27 Minimum Contrast Estimation
27.1 Motivation
In the previous chapter, we saw that likelihood-based inference for Cox processes takes the form
\[ L(\theta;X) = \mathbb{E}_\Lambda\left[ \exp\left(-\int_W \Lambda(u)\,du\right) \prod_{i=1}^n \Lambda(x_i) \right]. \]
Although this expression is well-defined, it involves an expectation over an entire random field \(\Lambda(u)\), which is generally difficult to evaluate in practice.
This motivates the search for alternative estimation procedures.
27.2 Replacing the likelihood
Rather than working with the full likelihood, we may instead attempt to match certain summary characteristics of the process.
Recall that a point process can be described through:
- first-order structure (intensity \(\lambda(u)\))
- second-order structure (pair correlation function \(g(r)\) or \(K\)-function)
The key idea behind minimum contrast estimation is:
Instead of maximizing a likelihood, we choose parameters so that a model-based summary function matches its empirical estimate as closely as possible.
27.3 General minimum contrast framework
Let:
- \(T(r)\) be a theoretical summary function (depending on parameters \(\theta\))

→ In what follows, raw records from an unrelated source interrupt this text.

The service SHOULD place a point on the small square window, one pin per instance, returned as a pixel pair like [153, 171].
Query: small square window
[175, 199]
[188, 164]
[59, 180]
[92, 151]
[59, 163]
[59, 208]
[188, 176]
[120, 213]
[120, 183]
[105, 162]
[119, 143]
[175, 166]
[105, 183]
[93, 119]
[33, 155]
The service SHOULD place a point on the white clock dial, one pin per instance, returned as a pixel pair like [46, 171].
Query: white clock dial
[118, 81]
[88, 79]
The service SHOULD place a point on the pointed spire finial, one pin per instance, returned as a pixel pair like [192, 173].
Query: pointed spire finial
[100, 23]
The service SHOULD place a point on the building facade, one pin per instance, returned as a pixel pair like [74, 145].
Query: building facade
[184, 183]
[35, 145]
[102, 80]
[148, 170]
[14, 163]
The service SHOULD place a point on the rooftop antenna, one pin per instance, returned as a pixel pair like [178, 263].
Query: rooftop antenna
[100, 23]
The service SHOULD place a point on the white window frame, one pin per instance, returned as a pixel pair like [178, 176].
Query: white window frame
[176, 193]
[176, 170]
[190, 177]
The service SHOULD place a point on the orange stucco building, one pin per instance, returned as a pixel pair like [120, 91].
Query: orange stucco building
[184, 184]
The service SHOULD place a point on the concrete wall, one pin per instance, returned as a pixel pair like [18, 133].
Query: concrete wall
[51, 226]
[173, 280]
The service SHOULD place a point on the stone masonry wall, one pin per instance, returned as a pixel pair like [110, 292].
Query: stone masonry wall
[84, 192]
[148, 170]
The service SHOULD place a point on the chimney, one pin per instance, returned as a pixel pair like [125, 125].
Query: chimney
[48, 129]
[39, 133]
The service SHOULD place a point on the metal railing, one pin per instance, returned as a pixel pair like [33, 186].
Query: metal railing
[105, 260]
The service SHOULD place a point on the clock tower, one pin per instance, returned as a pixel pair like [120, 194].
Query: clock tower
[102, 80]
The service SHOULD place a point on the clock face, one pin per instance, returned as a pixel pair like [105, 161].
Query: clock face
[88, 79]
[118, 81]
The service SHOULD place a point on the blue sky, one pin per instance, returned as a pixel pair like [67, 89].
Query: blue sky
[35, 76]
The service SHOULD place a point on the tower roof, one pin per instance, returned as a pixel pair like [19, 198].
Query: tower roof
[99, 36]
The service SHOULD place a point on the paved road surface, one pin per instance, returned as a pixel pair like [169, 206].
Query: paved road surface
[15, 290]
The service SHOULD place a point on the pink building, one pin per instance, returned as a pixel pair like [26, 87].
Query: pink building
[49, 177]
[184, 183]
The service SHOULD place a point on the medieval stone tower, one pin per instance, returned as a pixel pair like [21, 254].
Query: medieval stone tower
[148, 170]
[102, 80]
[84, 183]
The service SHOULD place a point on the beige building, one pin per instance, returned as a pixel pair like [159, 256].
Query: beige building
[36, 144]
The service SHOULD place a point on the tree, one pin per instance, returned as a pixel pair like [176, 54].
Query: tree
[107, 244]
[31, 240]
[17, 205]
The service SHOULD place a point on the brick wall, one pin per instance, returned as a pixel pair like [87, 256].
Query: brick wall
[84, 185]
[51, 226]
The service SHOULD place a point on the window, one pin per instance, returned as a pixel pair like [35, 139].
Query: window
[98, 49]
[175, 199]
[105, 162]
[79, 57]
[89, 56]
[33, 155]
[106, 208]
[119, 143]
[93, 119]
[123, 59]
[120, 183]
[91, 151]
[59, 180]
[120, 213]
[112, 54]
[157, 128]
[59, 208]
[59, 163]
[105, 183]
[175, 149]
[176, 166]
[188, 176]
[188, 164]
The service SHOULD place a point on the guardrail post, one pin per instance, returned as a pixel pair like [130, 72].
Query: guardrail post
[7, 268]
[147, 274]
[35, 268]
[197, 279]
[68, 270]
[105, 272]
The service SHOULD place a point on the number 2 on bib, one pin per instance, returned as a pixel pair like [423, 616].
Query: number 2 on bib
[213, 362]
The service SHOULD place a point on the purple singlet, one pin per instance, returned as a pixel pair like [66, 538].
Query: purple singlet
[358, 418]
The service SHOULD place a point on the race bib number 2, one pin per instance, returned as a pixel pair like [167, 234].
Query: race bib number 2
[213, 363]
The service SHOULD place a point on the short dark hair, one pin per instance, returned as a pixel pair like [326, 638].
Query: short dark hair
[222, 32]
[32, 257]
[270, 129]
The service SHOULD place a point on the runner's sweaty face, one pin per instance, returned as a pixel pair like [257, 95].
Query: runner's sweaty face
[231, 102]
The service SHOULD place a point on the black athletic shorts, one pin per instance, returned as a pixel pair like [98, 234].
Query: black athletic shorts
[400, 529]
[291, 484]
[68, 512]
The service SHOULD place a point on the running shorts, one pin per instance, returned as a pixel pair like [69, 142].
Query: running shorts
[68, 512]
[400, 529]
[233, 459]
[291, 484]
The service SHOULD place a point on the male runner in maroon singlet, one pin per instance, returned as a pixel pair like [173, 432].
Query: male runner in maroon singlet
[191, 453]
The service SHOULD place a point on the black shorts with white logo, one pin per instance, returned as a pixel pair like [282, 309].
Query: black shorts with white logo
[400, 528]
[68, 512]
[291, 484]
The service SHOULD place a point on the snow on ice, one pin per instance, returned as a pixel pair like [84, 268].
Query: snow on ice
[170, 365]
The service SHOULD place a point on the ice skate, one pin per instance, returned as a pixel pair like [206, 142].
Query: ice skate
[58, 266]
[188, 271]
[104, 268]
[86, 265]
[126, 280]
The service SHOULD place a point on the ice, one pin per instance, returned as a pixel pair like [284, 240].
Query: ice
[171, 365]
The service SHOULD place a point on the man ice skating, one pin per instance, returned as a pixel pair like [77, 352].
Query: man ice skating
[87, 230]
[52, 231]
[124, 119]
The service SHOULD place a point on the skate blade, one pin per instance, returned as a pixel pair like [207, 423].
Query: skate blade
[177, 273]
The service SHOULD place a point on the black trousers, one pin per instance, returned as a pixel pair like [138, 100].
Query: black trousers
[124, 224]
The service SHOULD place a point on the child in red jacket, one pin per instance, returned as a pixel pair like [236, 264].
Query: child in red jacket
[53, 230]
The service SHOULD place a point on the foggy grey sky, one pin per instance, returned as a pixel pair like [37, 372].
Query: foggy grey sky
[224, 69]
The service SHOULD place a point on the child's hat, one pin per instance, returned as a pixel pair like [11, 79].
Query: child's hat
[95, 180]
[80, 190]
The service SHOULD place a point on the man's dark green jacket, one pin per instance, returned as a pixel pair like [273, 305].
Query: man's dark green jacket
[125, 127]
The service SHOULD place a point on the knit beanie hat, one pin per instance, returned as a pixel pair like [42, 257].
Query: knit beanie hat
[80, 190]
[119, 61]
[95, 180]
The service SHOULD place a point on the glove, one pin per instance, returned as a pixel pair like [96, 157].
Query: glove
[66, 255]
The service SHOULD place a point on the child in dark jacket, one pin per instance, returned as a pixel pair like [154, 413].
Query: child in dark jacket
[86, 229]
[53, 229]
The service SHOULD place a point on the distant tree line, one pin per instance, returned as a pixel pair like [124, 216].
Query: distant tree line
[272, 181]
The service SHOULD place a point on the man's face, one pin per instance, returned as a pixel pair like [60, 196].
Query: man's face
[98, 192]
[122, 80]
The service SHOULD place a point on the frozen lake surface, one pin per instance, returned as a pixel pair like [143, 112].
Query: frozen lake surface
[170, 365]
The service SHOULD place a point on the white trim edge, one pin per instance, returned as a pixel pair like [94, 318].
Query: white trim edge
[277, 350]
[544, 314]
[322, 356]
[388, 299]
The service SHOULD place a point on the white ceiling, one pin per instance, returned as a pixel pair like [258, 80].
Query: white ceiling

- \(\hat{T}(r)\) be an empirical estimate computed from the observed point pattern
We define a contrast function:
\[ C(\theta) = \int_{r_{\min}}^{r_{\max}} w(r)\, \left[ \hat{T}(r) - T(r;\theta) \right]^2 \,dr, \]
where:
- \(w(r)\) is a weight function
- \([r_{\min}, r_{\max}]\) is a chosen fitting range
The minimum contrast estimator is then
\[ \hat{\theta} = \arg\min_\theta C(\theta). \]
27.4 Interpretation
This is essentially a functional least squares problem.
- \(\hat{T}(r)\) plays the role of observed data
- \(T(r;\theta)\) is the model prediction
- we choose \(\theta\) to make the two curves as close as possible
Minimum contrast estimation replaces the likelihood with a distance between functions.
27.5 Choice of summary function
The most common choices are:
- the \(K\)-function
- the pair correlation function (PCF)
Both describe second-order structure, but differ in form:
- \(K(r)\) accumulates interaction over distances \(\le r\)
- \(g(r)\) describes interaction at distance exactly \(r\)
In this work, we focus primarily on the pair correlation function, since it provides a more direct description of clustering at specific scales.
27.6 PCF-based minimum contrast
Let:
- \(\hat{g}(r)\) be the estimated PCF
- \(g(r;\theta)\) be the theoretical PCF under the model
Then the contrast function becomes:
\[ C(\theta) = \int_{r_{\min}}^{r_{\max}} w(r)\, \left[ \hat{g}(r) - g(r;\theta) \right]^2 \,dr. \]
27.7 Log-transformed contrast
In practice, it is often advantageous to work with a transformed version.
A common choice is:
\[ C(\theta) = \int_{r_{\min}}^{r_{\max}} w(r)\, \left[ \log \hat{g}(r) - \log g(r;\theta) \right]^2 \,dr. \]
27.7.1 Why log-transform?
The PCF typically satisfies:
- \(g(r) \to 1\) as \(r \to \infty\)
- strong variation near \(r=0\)
The log transform:
- stabilizes variance
- reduces the influence of large values
- emphasizes relative differences
27.8 Weight functions
The choice of weight function \(w(r)\) can have a significant impact.
Common choices include:
- \(w(r) = 1\) (uniform weighting)
- \(w(r) = r^p\) for some power \(p\)
- weights based on variability of \(\hat{g}(r)\)
In practice, weighting is often used to:
- downweight noisy regions (typically large \(r\))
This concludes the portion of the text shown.